By Tenzin Monlam
His Holiness the Dalai Lama during the Jataka tales teaching at the courtyard of Tsuglagkhang on March 2, 2018. Photo-Kunsang Gashon
DHARAMSHALA, March 2: Tibetan spiritual leader His Holiness the Dalai Lama said that it is very important for every Tibetan belonging to the three provinces and the four major schools of Tibetan Buddhism and Bon tradition to remain united and strong. The Tibetan leader was speaking during the Jataka tales teaching at the courtyard of Tsuglagkhang today.
Recalling the decline of Tibetan empire following the Langdarma’s reign, His Holiness said, “It is of great importance for the three provinces to stay united. Historically, Tibet, when united as one, was one powerful nation under the reigns of great Tibetan emperors.”

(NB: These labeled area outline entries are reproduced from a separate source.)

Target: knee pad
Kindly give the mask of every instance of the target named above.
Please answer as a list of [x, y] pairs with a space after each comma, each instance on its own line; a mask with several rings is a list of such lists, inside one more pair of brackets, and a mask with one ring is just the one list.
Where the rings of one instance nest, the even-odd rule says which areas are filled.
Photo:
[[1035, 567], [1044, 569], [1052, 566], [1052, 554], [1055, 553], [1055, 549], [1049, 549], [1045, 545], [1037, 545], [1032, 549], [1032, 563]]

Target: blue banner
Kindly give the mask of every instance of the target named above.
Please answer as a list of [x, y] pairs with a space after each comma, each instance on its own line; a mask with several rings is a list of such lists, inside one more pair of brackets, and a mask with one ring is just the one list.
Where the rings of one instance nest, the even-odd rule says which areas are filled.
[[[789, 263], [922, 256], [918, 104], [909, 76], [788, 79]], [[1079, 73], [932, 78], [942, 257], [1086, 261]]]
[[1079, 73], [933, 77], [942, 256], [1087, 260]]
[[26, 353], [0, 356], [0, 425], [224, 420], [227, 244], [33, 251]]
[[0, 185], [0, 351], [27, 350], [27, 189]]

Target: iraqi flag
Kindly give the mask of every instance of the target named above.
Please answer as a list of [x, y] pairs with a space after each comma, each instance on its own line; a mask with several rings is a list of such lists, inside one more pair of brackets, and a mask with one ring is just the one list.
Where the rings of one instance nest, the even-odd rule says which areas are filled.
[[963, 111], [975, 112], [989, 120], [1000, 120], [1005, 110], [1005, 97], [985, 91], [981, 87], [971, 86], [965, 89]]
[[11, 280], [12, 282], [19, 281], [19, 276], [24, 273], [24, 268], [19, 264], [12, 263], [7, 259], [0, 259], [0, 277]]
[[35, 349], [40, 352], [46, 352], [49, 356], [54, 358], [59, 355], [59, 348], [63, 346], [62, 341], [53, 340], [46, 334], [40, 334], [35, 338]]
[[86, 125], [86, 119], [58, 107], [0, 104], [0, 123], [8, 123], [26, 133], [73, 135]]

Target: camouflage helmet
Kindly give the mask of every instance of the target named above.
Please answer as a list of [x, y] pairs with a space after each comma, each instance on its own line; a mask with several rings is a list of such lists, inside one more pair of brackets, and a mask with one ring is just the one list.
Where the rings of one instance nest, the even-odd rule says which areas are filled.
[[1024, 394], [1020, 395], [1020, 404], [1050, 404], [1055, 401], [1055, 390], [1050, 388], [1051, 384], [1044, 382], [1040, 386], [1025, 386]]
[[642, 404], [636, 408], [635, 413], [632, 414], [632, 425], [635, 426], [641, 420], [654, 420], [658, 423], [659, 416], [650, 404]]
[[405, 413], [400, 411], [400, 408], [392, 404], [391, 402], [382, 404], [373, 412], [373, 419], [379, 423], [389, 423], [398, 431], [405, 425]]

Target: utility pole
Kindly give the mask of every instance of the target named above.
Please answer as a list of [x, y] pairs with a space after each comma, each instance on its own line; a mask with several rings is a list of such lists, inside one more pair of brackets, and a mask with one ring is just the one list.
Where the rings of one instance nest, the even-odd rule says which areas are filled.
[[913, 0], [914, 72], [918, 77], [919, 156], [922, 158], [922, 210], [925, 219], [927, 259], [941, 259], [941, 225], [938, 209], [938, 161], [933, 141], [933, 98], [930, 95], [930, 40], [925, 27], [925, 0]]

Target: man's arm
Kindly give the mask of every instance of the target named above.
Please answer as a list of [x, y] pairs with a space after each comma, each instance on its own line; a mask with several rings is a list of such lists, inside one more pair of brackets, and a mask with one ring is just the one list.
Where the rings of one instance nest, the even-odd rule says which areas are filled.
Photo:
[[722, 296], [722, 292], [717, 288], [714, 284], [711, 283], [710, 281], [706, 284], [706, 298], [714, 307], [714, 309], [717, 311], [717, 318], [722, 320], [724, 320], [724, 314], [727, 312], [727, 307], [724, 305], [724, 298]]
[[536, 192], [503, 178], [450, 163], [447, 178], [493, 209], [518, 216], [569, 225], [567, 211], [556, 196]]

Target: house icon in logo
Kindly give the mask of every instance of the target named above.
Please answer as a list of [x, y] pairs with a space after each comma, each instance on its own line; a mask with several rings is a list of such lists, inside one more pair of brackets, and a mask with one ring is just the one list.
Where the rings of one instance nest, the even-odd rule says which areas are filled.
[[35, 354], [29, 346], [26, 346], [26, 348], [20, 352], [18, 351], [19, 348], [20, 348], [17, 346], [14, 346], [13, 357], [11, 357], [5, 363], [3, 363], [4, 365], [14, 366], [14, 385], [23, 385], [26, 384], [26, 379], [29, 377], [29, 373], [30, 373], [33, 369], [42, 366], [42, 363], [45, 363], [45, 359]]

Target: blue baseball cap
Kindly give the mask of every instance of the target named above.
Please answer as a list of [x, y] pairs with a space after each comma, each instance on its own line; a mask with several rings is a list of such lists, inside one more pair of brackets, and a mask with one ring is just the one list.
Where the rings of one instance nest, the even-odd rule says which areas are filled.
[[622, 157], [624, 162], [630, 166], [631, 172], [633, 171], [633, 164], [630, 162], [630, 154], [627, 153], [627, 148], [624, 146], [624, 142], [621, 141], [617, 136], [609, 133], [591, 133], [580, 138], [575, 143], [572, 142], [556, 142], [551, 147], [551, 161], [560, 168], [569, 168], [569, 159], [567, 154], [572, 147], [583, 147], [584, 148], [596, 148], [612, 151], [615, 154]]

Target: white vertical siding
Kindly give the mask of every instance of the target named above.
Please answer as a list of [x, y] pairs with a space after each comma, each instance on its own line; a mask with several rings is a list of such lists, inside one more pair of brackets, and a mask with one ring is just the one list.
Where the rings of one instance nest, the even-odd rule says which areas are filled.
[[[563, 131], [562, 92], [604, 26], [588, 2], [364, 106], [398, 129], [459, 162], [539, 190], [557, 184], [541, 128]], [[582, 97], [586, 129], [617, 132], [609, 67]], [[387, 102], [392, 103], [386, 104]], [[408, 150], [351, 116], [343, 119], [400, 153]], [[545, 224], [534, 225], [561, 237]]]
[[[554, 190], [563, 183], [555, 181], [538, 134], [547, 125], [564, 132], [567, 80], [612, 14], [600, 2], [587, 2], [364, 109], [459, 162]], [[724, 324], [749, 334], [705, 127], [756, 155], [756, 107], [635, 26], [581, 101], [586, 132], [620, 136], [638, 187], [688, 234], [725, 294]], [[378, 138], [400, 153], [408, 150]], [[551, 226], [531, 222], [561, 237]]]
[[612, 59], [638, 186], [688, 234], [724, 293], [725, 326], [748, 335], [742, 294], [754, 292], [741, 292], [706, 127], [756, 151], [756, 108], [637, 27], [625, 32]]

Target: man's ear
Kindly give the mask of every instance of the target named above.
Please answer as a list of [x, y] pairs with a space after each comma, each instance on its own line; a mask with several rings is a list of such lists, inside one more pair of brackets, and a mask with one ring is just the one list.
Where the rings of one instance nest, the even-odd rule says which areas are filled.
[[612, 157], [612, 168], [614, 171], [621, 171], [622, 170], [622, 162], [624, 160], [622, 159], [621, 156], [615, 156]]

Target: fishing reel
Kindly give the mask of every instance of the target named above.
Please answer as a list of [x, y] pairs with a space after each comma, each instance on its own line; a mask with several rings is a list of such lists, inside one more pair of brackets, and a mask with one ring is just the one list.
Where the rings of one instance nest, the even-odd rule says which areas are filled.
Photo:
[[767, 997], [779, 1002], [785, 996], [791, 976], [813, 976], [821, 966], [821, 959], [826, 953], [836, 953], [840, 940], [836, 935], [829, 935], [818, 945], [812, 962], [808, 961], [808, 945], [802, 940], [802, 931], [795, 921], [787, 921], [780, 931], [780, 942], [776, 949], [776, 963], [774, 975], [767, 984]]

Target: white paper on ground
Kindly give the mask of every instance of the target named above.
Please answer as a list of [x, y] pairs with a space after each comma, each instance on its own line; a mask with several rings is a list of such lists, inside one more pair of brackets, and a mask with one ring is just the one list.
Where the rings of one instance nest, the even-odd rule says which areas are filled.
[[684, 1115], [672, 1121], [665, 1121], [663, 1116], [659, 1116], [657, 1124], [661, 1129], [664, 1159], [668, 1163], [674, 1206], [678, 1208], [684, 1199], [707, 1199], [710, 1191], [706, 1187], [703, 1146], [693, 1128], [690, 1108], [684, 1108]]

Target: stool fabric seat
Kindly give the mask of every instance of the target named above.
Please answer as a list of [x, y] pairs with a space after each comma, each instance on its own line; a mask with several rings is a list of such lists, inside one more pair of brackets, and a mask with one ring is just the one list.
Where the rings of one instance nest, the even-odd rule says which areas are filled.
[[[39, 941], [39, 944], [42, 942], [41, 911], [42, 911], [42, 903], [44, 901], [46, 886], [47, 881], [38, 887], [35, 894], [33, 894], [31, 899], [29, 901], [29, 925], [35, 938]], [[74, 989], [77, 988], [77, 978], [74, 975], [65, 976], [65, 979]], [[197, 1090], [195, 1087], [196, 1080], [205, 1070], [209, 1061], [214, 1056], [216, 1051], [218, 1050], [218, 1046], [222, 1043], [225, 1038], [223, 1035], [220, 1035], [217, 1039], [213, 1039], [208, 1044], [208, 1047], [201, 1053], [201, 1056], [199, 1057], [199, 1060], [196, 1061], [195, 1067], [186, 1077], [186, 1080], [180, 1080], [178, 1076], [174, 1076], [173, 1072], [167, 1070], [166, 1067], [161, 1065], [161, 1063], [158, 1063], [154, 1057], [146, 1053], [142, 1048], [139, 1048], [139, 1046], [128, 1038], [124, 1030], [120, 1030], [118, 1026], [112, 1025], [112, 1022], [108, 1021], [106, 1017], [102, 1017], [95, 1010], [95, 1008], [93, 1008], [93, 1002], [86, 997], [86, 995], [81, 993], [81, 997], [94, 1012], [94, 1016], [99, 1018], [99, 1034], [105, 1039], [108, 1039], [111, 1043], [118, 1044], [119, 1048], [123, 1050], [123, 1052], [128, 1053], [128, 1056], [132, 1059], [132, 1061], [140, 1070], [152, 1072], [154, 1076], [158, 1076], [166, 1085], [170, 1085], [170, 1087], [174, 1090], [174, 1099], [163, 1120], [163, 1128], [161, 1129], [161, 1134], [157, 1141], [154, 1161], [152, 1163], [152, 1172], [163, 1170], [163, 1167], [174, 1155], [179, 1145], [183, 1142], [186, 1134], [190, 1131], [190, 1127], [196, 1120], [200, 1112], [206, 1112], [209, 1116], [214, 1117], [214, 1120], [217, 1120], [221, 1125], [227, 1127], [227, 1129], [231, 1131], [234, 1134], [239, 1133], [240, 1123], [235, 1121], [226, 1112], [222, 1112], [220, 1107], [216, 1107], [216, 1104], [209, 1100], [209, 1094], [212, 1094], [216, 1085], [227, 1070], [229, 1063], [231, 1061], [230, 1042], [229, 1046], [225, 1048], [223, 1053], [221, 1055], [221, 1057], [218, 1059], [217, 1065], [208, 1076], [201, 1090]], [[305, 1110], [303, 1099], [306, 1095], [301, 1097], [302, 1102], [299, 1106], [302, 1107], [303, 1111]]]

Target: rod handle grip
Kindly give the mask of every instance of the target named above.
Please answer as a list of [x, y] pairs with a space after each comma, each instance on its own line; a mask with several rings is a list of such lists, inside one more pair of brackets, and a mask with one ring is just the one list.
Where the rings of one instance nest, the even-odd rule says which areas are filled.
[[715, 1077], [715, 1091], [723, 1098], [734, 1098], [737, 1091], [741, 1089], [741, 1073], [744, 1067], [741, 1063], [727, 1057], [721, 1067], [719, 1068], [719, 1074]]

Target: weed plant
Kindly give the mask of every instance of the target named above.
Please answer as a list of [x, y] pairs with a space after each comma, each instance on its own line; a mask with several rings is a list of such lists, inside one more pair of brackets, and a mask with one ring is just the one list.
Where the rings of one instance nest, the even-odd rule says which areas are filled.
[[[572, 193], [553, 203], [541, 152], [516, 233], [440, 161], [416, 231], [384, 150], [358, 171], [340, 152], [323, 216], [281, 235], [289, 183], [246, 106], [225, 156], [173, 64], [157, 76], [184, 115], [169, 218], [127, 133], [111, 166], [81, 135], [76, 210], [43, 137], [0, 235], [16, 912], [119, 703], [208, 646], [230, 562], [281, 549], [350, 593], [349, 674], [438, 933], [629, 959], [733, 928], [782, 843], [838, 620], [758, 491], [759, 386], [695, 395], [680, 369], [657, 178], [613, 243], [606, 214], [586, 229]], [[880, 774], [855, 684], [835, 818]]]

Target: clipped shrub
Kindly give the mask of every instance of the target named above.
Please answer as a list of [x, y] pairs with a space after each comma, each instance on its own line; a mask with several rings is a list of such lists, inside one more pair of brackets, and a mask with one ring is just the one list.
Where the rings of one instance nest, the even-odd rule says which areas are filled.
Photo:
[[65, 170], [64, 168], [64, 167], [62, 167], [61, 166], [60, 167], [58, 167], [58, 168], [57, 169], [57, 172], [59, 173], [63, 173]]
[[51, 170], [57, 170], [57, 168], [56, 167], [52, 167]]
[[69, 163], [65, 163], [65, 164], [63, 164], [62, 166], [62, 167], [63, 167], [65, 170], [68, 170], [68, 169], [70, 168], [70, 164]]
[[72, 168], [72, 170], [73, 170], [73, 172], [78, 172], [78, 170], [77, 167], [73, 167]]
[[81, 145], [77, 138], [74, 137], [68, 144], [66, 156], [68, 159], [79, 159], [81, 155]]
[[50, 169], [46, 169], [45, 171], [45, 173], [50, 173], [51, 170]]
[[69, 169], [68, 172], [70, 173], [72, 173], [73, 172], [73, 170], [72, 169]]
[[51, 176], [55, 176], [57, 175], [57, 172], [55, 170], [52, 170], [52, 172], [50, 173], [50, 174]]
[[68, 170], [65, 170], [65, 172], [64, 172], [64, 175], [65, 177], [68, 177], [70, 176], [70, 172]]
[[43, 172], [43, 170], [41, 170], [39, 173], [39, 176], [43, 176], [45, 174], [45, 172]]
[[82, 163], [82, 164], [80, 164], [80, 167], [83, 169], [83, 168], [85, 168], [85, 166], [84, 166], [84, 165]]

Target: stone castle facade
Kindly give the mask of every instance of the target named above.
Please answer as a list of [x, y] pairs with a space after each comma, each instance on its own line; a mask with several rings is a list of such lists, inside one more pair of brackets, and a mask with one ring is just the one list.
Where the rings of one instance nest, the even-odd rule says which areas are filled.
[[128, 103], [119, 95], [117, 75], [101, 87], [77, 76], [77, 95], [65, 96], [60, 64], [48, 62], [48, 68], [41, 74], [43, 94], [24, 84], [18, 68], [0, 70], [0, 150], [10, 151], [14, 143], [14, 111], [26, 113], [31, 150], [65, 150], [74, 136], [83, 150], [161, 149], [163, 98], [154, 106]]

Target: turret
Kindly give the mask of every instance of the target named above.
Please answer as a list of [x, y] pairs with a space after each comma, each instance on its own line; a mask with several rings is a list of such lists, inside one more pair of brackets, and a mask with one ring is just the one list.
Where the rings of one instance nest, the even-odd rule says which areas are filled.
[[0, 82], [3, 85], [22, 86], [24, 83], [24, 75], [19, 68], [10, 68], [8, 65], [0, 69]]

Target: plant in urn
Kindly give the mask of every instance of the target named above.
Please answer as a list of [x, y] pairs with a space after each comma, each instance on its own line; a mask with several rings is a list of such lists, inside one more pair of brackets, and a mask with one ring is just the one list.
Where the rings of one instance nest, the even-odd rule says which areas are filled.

The Dalai Lama today asked the Tibetans to consider coming into exile as a blessing in disguise to realize the importance of unity amongst Tibetans belonging to all the three traditional provinces and stay harmoniously both in times of trouble as well as joy.
“Since coming in exile, the heads of all major religious traditions have been in constant contact and have developed a close bond, which is unlikely in Tibet. As a result, it is also bringing positive changes in Tibetans inside Tibet and sense of unity amongst them,” the Tibetan spiritual leader said.
The octogenarian leader also reminded that Tibetan is the only language that can properly explain the teachings of Buddha and the Nalanda masters.
He said, “One of the main reason the three provinces remained united is our language, which is used in explaining the Buddhist canon - Kangyur and Tengyur. We may have different dialects in different parts of Tibet but we have one common script.”
Being a strong advocate of inclusion of secular ethics in school curriculum, His Holiness emphasized that similar to physical health, emotional health must be addressed as well. He said, “To address emotional health it is best to rely on the ancient Indian knowledge.”
The annual teaching falls on the fifteenth day of the Tibetan New Year. The tradition of reading one of the Jataka Tales, the stories of the Buddha’s previous lives as a Bodhisattva began with Je Tsongkhapa, who in 1409 founded the Great Prayer Festival, the Monlam Chenmo.